I can also attest that, as geeky as I already feel reading old superhero comics on a crowded train, being seen to carefully slide them out of a mylar bag is a step too far. I’ve never felt remotely judged by my fellow passengers, but there are levels of geekdom, and trying to explain why one might want to keep a copy of, say, an early 1980s The Thing comic (another run I’m working through right now) in a plastic bag is not something I’m prepared to do with a stranger.

I love commuting. Between working at the office and twin parenting at home, it’s a small window of selfishness in my day.

Thanks for the great feedback, everyone. You all raise some good points. I have never tried Marvel Unlimited; I wonder if it would be better for me or worse.

@Travis — That’s exactly what I’m worried will happen if I do the whole digital comics thing, is that it will just exacerbate my already mountainous backlog. I tried Comixology for a bit and wound up downloading a bunch of freebies to read on my phone, and I completely ignored my stack of floppies.
Also, you should definitely come back to Boston Con when you get a chance–I can just see you on the T with all your swag now. ;)

@Alex — Good call on She-Hulk; I’m really enjoying the new title and it’s making me want to go back and re-read the old stuff. There definitely are perks to the commute and I agree that the bit of downtime is helpful … it’s just better some days than others! I applaud your continued devotion to the floppy comic commute.

Again I think a lot of this is a topic for a different post, but all in all, I am still resigned to the fact that I just don’t enjoy reading comics digitally as much as I enjoy reading hard copies.

You actually convinced me to try reading on my commute all over again and I’m loving it!! Thank you. I have a couple of ways I do it. I have an iphone that has the first 100 issues of Fantastic Four on it that I am slowly making my way through – it’s nowhere near as good as I hoped it would be and my gosh, the rampant sexism is horrific – it’s a wonder Sue doesn’t murder them all before issue 25! I also have an iPad that my work paid for but that I don’t really need for work. I’ve for the complete Sandman on there (shamefully I’ve never read it) and a load of issues of Love and Rockets (again, never read it, early days but I’m disappointed).

I don’t mind digital comics, but I don’t love it. They look good, I can’t deny it, and they definitely don’t have that glare that you describe … But it’s just not comics to me.

So, I’d sort of given up until I read this and realised it’s not just me. So I tried again with the ‘floppies’ (I hate that term – can we find a better one?).
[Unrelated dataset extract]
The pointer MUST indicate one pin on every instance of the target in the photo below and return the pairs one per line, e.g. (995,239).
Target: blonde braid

I bought a stack of comics over the weekend, emptying my pull box, and did my usual sorting them into the order I want to read them least (anything at the too of the pile more than two or three weeks in a row probably needs to be dropped), and it’s actually working!!!
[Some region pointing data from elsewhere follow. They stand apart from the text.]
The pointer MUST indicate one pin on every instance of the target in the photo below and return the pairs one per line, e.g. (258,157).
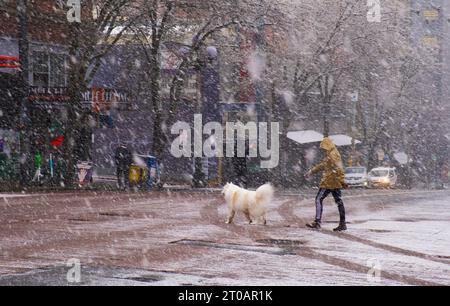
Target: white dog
(252,203)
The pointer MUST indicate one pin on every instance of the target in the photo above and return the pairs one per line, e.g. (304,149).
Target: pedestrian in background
(124,159)
(332,182)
I love it, I get through two or three on my ride (not because it’s a short journey, but because I like to sit and think about them after I’ve read them). It’s actually becoming my favourite place to read comics!
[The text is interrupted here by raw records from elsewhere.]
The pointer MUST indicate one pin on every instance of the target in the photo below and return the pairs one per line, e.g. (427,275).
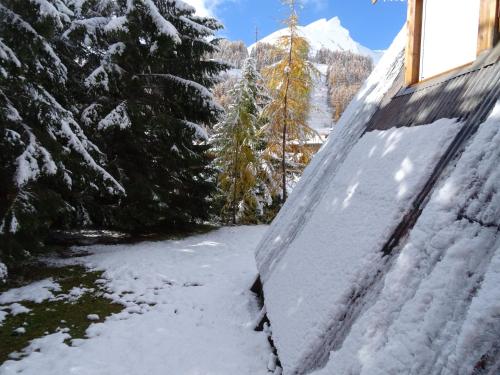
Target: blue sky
(374,26)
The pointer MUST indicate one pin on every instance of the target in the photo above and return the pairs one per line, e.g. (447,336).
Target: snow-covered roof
(385,258)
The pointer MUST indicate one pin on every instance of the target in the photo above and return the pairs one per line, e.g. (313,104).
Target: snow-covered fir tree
(46,158)
(244,183)
(150,110)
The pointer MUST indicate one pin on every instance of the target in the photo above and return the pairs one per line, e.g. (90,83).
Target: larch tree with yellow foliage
(290,84)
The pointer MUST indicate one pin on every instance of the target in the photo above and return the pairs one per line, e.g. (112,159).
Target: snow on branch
(200,131)
(164,27)
(117,117)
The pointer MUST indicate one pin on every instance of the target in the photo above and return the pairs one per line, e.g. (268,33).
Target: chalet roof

I think I’d kind of lost my spot to read comics. I need somewhere and somewhen that deserves it … Does that make sense? I think somewhere when my working life got a little busier I lost that. I’m too stressed on a Sunday and I fall asleep to quickly in the evening. Actually commuter comics is really making my day better. It stops me thinking too hard in the morning (and dribbling on the shoulders of other passengers) and helps me wind down in the evening.

I like the idea of the commuter comics community too.